The main cave is the huge prayer/assembly hall, known as a chaityagriha, that's believed to date back to the 1st century BC. It has a magnificent roof made out of carved teak wood, rows of pillars decorated with sculptures of men, women, elephants and horses, and a large sun window at the entrance that deflects rays of light towards the stupa at the rear.
The other 15 excavations are much smaller monastery living and prayer spaces, known as viharas.
What's interesting to note is that the caves contain few representations of the Buddha (large feature images of the Buddha were only introduced during the later Mahayana phase of Buddhist architecture, from the 5th century AD). Instead, the outer walls of the main hall are predominantly decorated with sculptures of couples and elephants. There's also a towering pillar with lions atop it at the entrance, similar to the lion pillar erected by Emperor Ashoka at Sarnath in Uttar Pradesh to mark the spot where Buddha gave his first discourse after he became enlightened. (A graphic representation of it was adopted as the national emblem of India in 1950).
Reaching the Karla Caves requires a walk up 350 steps from the base of the hill, or nearly 200 steps from the car park around half way up the hill. As there's also a Hindu temple (the Ekvira temple, dedicated to a tribal goddess worshiped by the Koli fishermen community) next to the caves, the steps are lined with vendors selling religious paraphernalia, snacks, and drinks. There's a vegetarian restaurant in the car park as well. The area does get quite busy with pilgrims coming to visit the temple rather than the caves.

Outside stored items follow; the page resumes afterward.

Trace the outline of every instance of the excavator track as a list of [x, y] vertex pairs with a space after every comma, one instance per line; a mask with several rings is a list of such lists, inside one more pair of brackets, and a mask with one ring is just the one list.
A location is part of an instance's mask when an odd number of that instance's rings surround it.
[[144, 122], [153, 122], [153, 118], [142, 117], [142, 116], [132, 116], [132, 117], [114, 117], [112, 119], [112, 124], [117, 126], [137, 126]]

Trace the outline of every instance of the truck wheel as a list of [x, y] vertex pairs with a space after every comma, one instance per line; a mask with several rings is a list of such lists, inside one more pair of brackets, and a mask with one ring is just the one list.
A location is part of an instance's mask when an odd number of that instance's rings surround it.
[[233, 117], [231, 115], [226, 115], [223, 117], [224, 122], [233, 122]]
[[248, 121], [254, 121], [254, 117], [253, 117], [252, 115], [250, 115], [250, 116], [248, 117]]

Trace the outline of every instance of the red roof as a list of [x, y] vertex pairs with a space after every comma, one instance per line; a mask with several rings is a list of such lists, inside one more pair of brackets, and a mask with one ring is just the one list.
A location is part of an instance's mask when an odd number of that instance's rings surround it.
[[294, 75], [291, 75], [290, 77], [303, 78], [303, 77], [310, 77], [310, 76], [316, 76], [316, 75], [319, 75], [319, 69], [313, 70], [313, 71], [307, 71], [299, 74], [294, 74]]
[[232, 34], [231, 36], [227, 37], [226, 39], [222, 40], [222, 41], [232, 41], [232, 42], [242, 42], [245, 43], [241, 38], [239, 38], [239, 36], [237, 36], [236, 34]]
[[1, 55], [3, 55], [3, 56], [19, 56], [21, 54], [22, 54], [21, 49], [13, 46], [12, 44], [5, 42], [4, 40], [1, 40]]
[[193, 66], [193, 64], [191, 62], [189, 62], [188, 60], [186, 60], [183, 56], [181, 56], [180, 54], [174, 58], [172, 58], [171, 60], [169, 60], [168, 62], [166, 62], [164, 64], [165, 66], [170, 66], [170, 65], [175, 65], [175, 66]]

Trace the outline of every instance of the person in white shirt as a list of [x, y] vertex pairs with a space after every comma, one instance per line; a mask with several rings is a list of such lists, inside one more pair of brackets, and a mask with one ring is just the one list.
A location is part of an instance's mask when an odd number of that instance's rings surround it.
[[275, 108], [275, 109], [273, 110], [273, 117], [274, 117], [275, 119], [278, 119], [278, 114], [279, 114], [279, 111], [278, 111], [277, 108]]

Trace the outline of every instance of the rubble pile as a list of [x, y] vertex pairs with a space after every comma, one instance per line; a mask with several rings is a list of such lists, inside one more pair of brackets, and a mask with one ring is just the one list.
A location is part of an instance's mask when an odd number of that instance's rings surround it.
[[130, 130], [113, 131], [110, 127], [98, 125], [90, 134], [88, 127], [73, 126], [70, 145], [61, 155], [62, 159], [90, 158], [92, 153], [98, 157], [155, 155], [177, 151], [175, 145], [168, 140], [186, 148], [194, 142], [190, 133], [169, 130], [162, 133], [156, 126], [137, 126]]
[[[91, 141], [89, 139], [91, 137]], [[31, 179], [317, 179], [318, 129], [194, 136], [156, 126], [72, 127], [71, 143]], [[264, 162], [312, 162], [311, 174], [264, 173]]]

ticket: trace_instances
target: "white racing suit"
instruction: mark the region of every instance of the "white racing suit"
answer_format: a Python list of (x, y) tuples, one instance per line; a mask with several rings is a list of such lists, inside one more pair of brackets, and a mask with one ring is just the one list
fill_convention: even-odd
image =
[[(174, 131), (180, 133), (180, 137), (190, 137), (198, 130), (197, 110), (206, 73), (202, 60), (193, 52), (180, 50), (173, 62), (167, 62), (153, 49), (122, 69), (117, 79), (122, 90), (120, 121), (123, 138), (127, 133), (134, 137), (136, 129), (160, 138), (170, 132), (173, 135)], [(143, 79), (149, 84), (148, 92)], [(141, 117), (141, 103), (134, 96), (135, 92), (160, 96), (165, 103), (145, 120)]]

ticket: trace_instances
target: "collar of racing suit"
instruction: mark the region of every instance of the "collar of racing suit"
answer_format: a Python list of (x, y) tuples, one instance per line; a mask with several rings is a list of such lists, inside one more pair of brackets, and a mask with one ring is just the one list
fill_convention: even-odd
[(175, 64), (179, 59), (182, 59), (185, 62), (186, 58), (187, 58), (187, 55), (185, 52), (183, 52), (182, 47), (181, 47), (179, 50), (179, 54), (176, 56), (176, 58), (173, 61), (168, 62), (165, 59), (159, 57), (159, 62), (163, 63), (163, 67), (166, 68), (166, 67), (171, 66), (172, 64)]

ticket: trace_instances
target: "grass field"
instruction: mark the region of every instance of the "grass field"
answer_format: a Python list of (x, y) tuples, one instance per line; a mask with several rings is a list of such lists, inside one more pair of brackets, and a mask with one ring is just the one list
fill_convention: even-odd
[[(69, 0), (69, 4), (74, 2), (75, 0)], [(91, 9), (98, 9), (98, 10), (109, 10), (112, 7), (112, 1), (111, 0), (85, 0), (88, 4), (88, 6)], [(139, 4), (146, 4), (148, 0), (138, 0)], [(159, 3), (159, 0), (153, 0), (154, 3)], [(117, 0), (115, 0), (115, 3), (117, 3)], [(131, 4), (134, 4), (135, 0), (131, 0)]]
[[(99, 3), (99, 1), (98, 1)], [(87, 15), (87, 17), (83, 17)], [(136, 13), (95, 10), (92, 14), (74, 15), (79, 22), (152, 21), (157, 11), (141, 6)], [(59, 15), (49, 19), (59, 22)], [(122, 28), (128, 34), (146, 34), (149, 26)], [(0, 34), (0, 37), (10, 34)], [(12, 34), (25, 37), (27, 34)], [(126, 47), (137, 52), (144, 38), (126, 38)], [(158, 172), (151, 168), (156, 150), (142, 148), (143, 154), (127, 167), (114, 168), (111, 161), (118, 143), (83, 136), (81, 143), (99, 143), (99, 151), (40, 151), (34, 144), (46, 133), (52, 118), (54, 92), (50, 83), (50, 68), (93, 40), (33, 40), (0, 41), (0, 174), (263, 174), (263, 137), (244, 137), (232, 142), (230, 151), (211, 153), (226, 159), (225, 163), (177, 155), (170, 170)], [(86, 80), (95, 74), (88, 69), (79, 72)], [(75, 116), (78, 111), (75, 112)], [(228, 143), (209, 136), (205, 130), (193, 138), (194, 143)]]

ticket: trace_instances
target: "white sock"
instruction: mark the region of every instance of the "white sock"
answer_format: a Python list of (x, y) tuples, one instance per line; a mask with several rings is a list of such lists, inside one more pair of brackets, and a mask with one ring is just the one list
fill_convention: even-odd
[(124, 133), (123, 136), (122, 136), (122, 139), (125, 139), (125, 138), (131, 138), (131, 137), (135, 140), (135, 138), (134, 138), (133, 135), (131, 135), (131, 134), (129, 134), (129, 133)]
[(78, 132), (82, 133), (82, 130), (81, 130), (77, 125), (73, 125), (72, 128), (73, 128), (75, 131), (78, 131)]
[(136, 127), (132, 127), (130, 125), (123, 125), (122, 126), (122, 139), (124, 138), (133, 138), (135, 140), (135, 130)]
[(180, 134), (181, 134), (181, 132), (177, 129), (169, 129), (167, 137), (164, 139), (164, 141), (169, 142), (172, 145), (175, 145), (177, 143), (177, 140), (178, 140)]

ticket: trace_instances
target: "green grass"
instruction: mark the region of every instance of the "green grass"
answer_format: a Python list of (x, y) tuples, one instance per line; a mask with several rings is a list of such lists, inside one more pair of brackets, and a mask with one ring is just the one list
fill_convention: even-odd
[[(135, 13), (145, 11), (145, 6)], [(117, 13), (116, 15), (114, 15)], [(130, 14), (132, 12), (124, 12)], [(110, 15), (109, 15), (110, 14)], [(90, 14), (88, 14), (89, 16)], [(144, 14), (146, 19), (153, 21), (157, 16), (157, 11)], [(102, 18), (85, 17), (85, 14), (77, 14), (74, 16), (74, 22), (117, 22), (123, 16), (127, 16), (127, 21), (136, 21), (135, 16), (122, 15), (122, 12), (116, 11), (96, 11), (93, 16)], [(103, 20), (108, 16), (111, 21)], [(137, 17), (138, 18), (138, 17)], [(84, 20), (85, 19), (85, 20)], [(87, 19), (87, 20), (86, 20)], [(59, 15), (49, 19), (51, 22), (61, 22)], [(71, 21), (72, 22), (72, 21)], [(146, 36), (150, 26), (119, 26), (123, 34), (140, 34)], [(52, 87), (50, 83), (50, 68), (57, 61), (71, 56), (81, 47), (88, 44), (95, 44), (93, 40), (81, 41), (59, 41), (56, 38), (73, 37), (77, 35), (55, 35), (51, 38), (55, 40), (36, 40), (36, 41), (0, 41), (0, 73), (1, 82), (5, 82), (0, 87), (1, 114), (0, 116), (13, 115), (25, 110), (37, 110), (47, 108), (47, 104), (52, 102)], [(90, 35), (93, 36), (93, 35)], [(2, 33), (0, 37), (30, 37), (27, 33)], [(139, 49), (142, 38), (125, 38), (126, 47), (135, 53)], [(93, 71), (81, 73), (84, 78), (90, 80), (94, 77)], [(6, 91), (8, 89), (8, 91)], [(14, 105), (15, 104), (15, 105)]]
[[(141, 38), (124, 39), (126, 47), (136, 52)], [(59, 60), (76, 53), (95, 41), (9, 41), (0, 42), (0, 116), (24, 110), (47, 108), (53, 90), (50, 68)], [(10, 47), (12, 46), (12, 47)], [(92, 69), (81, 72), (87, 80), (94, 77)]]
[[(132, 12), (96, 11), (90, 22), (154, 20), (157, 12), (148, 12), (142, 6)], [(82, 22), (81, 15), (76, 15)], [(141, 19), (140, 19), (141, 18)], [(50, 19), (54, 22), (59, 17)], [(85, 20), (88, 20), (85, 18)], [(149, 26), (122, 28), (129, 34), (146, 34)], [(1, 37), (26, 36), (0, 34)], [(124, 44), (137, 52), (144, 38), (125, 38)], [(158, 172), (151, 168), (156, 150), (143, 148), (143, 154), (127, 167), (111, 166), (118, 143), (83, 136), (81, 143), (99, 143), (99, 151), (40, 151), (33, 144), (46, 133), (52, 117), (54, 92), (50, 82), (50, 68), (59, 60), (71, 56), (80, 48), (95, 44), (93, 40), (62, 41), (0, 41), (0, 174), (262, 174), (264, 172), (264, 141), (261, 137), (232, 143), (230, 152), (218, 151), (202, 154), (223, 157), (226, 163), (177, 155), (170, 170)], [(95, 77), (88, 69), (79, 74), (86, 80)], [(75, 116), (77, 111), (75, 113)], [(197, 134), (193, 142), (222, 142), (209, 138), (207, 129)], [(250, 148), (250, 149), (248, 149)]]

Unfortunately, at times, it gets crowded and noisy, and these people have little appreciation for the caves and their significance. Avoid going there on Sundays in particular.
There's also another set of caves at Bhaja, 8 kilometers south of Karla. They're similar in design to the Karla Caves (although Karla has the most impressive single cave, the architecture at Bhaja is better) and much quieter. If you're really interested in caves and Buddhist architecture, you may also wish to visit the more remote and less frequented Bhedsa Caves located closer to Kamshet.
If you wish to stay in the vicinity, the Maharashtra Tourism Development Corporation has an average property at Karla on the Mumbai-Pune Expressway. You can read reviews of it here. You'll find more attractive options at Lonavala though.